The major reason for tobacco’s growing popularity in Europe was its supposed healing properties. Europeans believed that tobacco could cure almost anything, from bad breath to cancer. In 1571, a Spanish doctor, Nicolas Monardes, wrote a book claiming that tobacco could cure 36 health problems. During that period tobacco was so popular that it was frequently used as money.  However, several individuals started to realise that smoking tobacco had some dangerous effects. In 1610, Sir Francis Bacon, for instance, noted that trying to quit the habit was really hard.

And gradually more and more scientists began to understand the chemicals in tobacco, and the dangerous health effects of smoking. During the 1950s, evidence was surfacing that smoking was linked to lung cancer. The tobacco industry, however, denied such health hazards, and promoted new “safer” products such as those with lower tar and filtered cigarettes.

During the 1980s, smoking became politically incorrect, and smoking was banned not only in many public places in the US, but also on all domestic flights lasting less than two hours. This, you may recall, was the decade of President Ronald Reagan. But during his film and TV years he seemed to have had a rather different opinion about correctness, and with hindsight, will have regretted this advertisement.

In Indonesia tobacco was introduced by the Dutch around the middle of the 19th century. And now, 2014, smoking is still the growth industry it was five or six decades ago in Europe and the US, even though more and more offices and shopping malls are prohibiting smoking on their premises.

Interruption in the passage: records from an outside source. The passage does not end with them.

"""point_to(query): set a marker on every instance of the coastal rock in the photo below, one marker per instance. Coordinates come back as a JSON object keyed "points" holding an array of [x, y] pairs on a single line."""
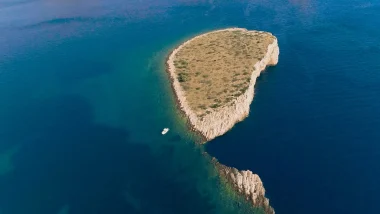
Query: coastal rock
{"points": [[247, 184], [219, 122]]}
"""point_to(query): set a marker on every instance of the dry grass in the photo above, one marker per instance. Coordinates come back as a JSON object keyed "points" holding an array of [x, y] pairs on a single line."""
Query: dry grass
{"points": [[215, 69]]}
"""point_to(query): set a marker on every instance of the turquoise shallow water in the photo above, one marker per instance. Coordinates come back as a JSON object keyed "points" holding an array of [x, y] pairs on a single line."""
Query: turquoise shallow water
{"points": [[85, 96]]}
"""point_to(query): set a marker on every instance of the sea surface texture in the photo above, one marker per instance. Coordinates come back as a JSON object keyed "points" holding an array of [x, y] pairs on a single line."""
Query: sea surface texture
{"points": [[84, 97]]}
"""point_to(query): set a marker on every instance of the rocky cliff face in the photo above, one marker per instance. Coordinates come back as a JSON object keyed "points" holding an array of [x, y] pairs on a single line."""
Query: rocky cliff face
{"points": [[248, 185], [219, 122]]}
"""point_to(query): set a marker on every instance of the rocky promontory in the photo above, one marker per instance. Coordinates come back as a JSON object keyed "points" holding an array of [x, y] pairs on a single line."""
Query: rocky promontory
{"points": [[214, 74], [213, 77], [247, 184]]}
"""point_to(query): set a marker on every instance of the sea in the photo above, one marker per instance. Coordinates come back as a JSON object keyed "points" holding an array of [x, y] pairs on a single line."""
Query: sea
{"points": [[84, 97]]}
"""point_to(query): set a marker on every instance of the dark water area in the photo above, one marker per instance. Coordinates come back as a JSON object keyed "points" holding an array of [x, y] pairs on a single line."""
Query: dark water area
{"points": [[84, 97]]}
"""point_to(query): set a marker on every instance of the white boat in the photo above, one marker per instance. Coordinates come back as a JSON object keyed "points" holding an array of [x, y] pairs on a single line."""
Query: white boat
{"points": [[165, 131]]}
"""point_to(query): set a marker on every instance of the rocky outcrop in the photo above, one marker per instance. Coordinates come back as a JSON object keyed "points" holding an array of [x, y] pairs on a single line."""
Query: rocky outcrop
{"points": [[219, 122], [247, 184]]}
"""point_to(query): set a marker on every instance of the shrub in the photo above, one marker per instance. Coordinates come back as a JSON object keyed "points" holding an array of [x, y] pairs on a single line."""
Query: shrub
{"points": [[183, 77]]}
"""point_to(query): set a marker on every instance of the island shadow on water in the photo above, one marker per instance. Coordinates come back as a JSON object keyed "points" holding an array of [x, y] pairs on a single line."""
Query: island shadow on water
{"points": [[67, 162]]}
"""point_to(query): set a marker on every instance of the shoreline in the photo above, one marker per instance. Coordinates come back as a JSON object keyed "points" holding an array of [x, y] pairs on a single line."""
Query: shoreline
{"points": [[244, 182], [226, 117]]}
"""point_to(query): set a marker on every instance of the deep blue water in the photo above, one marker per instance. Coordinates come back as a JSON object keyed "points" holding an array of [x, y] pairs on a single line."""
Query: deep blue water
{"points": [[84, 96]]}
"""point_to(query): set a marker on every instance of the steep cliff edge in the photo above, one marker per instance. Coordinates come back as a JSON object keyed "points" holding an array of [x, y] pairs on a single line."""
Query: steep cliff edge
{"points": [[218, 121], [213, 77], [247, 184]]}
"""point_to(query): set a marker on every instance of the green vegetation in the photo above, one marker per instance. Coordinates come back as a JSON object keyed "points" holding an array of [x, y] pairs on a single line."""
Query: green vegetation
{"points": [[216, 68]]}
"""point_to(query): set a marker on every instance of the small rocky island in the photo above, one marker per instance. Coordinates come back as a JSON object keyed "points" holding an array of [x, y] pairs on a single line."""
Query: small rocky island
{"points": [[213, 77]]}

Many restaurants, however, are lagging behind and at best have ineffectively partitioned no-smoking sections only.

Indonesia has one of the world’s highest smoking rates. According to the Global Adult Tobacco Survey (GATS): Indonesia Report 2011, some 67% of adult men and 4.5% of adult women are actively smoking. For the men that is a 24% increase from 1995, and an almost trebling of the rate for women – in 1995 54% of men and 1.7% of women were addicted.

No wonder then that the National Social Economic Survey shows that poor households spend 19% of their income on staple foods and 11% on tobacco, but only 2% for education and 3% on health care.

And even more worrying is the steadily increasing smoking rate among child smokers (aged five – nine) which has multiplied by six times since 1995, to 426,000.

The government revenue from tobacco tax in 2011 was about US$7.6 billion, more than double the figure of 2005. Together with the millions of jobs in growing and processing tobacco, this clearly affects the government’s policy on tobacco and smoking, as actively restricting smoking would reduce its revenue and increase the number of under and unemployed.

As a consequence, Indonesia’s very powerful tobacco industry may conclude that the US$235 million spent on advertising in 2011 was well spent, and confidently look forward to a few more golden years, as a crackdown on the industry is highly unlikely.